Они направились к выходу и, уже открыв дверь, Чердынцев обернулся:
— Совсем забыл спросить — как зовут эту святую женщину, которую вы почему-то найти не можете?
— Жданова Серафима.
— Как? — переспросил Макар. — Серафима? Редкое имя…
Половицы тихо поскрипывали под ее ногами, а перила холодили ладонь. Сима осторожно спускалась вниз, поглядывая на покрытые морозными узорами окна, и старательно успокаивала издерганные за ночь нервы. Утренний свет струился, преломляясь на узорчатых половичках, скользил по стенам из просмоленного деревянного бруса, простой мебели и висящих на гвоздиках пейзажах.
Ночью, уложив Илью, Сима первым делом заглянула в кухонный шкаф, и только убедившись в наличии хоть каких-то припасов, смогла заставить себя вернуться в спальню.

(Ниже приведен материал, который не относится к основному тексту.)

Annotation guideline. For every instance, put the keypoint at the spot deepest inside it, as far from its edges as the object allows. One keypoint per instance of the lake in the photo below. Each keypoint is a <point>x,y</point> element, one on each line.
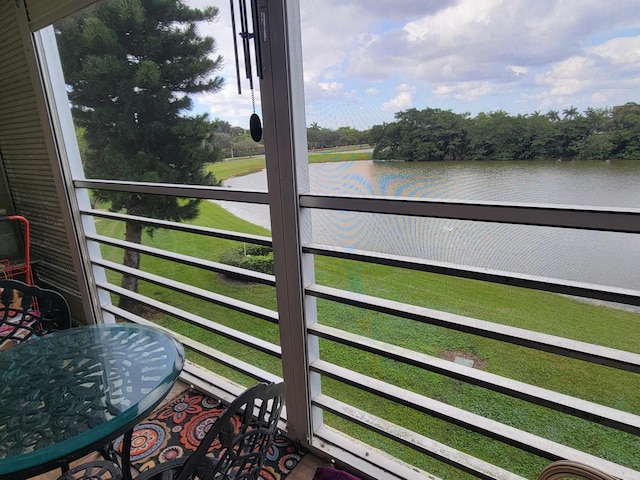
<point>595,257</point>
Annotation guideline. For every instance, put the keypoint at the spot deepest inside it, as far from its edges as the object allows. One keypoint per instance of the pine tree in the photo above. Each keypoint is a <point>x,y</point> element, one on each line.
<point>130,67</point>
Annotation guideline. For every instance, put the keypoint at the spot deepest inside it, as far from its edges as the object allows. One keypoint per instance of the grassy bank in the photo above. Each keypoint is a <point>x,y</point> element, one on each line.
<point>245,165</point>
<point>537,311</point>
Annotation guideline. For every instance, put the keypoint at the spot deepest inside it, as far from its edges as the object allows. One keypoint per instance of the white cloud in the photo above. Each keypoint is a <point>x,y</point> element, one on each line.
<point>402,101</point>
<point>465,55</point>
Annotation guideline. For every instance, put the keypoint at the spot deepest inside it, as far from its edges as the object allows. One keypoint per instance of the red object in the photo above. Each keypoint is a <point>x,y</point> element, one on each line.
<point>9,269</point>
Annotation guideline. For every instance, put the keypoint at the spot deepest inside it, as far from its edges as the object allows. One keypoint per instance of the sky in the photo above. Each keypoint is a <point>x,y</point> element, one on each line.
<point>365,60</point>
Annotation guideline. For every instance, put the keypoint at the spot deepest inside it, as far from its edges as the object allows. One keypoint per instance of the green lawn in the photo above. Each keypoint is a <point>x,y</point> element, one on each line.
<point>538,311</point>
<point>245,165</point>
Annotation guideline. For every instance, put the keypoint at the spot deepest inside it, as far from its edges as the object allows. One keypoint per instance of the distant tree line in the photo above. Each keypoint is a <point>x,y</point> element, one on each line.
<point>435,134</point>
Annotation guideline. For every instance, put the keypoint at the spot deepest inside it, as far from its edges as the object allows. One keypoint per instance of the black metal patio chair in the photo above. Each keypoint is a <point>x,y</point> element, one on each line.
<point>28,310</point>
<point>239,439</point>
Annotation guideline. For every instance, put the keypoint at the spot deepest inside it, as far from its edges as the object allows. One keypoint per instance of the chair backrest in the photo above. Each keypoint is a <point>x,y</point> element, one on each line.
<point>28,310</point>
<point>569,469</point>
<point>236,445</point>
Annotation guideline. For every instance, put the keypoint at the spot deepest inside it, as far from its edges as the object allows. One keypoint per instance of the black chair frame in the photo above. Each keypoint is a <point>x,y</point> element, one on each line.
<point>29,310</point>
<point>241,437</point>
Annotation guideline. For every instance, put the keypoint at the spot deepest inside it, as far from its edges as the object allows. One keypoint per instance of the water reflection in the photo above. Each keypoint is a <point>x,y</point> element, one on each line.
<point>594,257</point>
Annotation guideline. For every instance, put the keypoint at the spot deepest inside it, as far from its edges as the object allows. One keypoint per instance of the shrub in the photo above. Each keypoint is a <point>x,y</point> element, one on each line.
<point>258,258</point>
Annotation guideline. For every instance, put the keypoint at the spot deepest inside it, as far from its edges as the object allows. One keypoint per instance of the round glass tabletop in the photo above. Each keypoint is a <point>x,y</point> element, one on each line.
<point>65,394</point>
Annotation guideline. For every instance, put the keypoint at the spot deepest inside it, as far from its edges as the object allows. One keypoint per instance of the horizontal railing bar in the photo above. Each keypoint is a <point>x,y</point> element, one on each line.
<point>173,190</point>
<point>471,421</point>
<point>610,417</point>
<point>209,325</point>
<point>182,227</point>
<point>231,362</point>
<point>232,303</point>
<point>420,443</point>
<point>585,218</point>
<point>518,336</point>
<point>565,287</point>
<point>248,275</point>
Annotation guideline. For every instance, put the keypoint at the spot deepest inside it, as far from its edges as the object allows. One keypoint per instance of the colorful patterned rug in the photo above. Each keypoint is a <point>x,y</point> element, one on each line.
<point>176,429</point>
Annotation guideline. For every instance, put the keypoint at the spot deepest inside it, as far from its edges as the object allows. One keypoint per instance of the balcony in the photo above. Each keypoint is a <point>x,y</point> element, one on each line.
<point>498,393</point>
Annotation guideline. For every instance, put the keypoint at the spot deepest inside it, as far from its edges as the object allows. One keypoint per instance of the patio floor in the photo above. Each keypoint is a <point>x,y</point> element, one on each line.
<point>303,471</point>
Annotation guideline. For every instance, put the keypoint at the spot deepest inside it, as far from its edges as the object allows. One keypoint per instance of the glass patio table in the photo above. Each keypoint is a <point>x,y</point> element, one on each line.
<point>70,393</point>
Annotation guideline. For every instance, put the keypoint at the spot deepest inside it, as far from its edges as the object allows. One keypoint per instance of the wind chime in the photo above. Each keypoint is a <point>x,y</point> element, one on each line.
<point>255,124</point>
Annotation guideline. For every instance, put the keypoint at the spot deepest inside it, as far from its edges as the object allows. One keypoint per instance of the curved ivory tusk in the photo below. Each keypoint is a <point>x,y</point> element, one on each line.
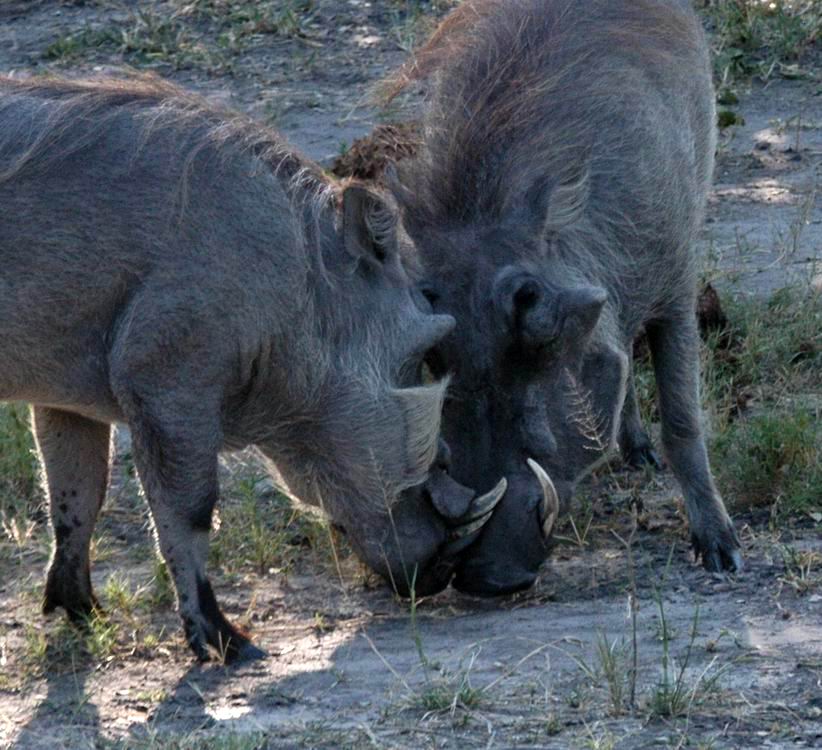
<point>550,498</point>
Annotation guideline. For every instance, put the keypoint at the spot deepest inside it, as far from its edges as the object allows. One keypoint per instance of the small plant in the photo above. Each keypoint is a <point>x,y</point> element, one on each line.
<point>263,532</point>
<point>160,591</point>
<point>118,595</point>
<point>803,568</point>
<point>18,461</point>
<point>100,636</point>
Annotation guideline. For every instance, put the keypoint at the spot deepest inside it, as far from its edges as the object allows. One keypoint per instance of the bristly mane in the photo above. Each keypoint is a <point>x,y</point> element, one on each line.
<point>517,94</point>
<point>86,108</point>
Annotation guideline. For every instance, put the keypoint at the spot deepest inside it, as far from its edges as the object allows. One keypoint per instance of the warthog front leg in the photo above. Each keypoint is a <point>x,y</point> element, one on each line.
<point>74,452</point>
<point>175,444</point>
<point>634,443</point>
<point>675,348</point>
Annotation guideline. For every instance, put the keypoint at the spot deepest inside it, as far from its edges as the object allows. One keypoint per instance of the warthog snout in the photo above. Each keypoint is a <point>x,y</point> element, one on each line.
<point>494,566</point>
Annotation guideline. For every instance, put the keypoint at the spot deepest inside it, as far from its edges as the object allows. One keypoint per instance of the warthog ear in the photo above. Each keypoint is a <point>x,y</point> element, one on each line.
<point>369,226</point>
<point>561,202</point>
<point>537,313</point>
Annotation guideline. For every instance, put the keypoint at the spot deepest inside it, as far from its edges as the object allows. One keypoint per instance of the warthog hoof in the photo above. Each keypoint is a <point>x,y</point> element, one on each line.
<point>719,551</point>
<point>642,456</point>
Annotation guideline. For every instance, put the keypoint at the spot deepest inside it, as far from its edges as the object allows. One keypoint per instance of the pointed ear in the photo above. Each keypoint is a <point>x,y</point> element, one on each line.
<point>369,225</point>
<point>537,313</point>
<point>578,310</point>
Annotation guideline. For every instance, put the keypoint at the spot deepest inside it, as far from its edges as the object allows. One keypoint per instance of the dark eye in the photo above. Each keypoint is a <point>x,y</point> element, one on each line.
<point>434,365</point>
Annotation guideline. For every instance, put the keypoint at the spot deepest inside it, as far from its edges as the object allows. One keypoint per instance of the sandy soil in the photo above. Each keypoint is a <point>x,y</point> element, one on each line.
<point>348,666</point>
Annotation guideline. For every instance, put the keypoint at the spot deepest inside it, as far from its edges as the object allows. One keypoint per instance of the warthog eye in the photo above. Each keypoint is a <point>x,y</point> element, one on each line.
<point>434,365</point>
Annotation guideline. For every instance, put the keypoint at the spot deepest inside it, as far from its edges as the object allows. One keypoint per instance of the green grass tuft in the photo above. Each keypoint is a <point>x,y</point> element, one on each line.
<point>18,461</point>
<point>772,459</point>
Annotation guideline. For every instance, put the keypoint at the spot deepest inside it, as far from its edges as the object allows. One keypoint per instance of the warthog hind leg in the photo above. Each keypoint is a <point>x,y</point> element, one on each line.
<point>175,443</point>
<point>74,452</point>
<point>675,346</point>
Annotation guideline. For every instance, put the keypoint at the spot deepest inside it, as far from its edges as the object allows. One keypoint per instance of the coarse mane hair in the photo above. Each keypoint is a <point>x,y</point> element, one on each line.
<point>78,113</point>
<point>517,99</point>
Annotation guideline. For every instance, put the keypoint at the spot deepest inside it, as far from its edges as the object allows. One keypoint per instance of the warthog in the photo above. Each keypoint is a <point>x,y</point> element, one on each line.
<point>179,269</point>
<point>567,151</point>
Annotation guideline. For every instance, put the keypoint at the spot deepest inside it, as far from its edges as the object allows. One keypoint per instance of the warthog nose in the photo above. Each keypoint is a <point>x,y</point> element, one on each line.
<point>483,582</point>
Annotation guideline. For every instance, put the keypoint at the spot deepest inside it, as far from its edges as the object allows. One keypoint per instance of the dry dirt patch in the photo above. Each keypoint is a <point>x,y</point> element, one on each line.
<point>349,665</point>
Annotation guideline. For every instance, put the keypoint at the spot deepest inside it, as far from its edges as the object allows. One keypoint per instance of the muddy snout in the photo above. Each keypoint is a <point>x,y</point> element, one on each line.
<point>516,539</point>
<point>433,525</point>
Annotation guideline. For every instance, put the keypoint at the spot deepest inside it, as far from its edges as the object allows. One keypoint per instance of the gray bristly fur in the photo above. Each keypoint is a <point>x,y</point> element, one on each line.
<point>567,155</point>
<point>179,268</point>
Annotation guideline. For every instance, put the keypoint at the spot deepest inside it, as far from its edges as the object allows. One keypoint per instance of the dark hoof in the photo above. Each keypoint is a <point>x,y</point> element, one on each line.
<point>246,652</point>
<point>78,608</point>
<point>644,456</point>
<point>720,555</point>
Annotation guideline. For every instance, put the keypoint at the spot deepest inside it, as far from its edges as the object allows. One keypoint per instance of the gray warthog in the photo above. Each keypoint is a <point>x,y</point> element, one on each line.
<point>566,158</point>
<point>179,269</point>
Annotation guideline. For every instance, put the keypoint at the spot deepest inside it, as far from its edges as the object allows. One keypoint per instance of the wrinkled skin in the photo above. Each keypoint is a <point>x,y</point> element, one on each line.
<point>513,398</point>
<point>555,202</point>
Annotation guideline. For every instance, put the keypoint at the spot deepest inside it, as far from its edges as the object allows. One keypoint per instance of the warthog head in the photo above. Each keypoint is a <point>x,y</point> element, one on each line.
<point>368,448</point>
<point>535,389</point>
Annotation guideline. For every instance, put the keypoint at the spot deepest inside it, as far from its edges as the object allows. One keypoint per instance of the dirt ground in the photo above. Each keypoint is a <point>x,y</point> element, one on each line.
<point>351,666</point>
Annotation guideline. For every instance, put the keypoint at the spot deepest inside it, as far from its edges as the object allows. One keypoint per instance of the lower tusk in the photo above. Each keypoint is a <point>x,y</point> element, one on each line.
<point>550,498</point>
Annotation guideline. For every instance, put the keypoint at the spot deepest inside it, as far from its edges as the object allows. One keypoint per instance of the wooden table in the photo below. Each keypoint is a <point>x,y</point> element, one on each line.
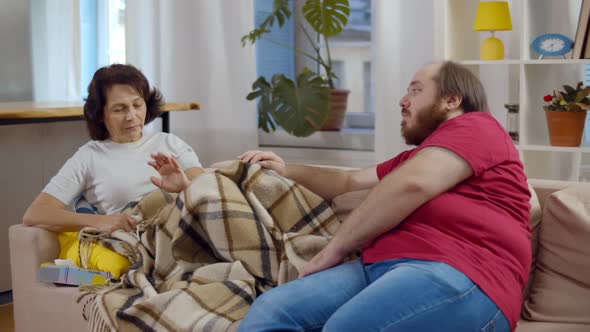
<point>33,112</point>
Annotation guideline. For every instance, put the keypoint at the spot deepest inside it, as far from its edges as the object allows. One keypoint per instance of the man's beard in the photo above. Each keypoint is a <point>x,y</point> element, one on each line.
<point>426,123</point>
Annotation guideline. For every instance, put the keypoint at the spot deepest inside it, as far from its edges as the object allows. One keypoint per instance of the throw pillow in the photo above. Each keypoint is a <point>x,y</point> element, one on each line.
<point>560,291</point>
<point>101,258</point>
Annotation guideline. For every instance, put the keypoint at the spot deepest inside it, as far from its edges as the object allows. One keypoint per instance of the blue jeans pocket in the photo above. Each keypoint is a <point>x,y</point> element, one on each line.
<point>496,324</point>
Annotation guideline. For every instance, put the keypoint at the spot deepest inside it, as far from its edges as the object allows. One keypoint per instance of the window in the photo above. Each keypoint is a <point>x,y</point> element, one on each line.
<point>102,25</point>
<point>351,53</point>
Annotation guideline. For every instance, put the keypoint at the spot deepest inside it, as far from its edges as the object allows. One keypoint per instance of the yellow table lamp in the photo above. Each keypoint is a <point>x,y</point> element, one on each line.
<point>492,16</point>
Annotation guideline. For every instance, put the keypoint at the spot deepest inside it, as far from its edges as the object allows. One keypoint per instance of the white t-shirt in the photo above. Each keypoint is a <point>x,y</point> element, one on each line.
<point>110,175</point>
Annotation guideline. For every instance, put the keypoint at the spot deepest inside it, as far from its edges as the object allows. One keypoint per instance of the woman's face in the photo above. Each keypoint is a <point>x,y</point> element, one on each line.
<point>124,113</point>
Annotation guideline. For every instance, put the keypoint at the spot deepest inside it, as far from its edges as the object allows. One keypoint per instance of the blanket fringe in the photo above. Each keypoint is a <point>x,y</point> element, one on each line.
<point>96,322</point>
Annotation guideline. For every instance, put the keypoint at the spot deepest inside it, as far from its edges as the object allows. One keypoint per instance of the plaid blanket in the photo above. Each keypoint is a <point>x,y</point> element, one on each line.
<point>201,257</point>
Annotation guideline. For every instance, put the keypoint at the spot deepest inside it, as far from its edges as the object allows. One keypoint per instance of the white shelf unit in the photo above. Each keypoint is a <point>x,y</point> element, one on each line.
<point>521,77</point>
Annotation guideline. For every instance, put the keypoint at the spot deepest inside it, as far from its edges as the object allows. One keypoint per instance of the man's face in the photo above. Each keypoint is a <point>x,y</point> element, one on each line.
<point>421,107</point>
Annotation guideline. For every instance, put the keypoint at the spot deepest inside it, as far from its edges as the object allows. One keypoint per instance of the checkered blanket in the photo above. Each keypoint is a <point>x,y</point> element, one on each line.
<point>201,257</point>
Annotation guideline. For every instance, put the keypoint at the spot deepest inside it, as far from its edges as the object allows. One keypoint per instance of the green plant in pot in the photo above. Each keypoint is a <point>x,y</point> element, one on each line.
<point>566,114</point>
<point>302,107</point>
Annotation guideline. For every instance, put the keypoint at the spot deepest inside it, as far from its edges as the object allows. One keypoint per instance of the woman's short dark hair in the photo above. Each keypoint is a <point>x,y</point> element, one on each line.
<point>456,79</point>
<point>106,77</point>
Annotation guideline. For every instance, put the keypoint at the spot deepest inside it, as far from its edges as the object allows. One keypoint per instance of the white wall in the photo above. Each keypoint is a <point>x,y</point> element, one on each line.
<point>403,39</point>
<point>15,53</point>
<point>196,55</point>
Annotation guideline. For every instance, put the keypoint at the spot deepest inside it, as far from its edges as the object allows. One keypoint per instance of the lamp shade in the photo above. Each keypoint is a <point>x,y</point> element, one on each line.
<point>492,16</point>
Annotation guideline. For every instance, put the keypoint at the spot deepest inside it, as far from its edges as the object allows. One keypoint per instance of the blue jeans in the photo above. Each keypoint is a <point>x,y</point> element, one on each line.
<point>393,295</point>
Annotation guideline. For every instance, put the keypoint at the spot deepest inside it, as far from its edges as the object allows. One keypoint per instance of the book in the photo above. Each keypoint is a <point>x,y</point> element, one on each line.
<point>71,275</point>
<point>581,31</point>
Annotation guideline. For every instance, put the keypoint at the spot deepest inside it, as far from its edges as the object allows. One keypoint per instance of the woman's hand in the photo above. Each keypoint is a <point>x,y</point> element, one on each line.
<point>173,179</point>
<point>325,259</point>
<point>266,159</point>
<point>116,222</point>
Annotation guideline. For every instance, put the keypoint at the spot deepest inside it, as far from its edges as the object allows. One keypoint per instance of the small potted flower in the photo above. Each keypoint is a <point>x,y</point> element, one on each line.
<point>566,114</point>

На обстановку она даже не смотрела, оглушенная и прибитая случившимся.
Дача оказалась совсем небольшой — верхняя комната, кухня-гостиная и пристроенный туалет. Несмотря на то, что здесь давно никто не жил, дом словно ждал гостей и готовился к их приходу. Сима чувствовала странное покалывание, будто вновь оказалась на своем первом новогоднем утреннике, и от того, как она расскажет стишок, зависело настроение Деда Мороза и размер подарка.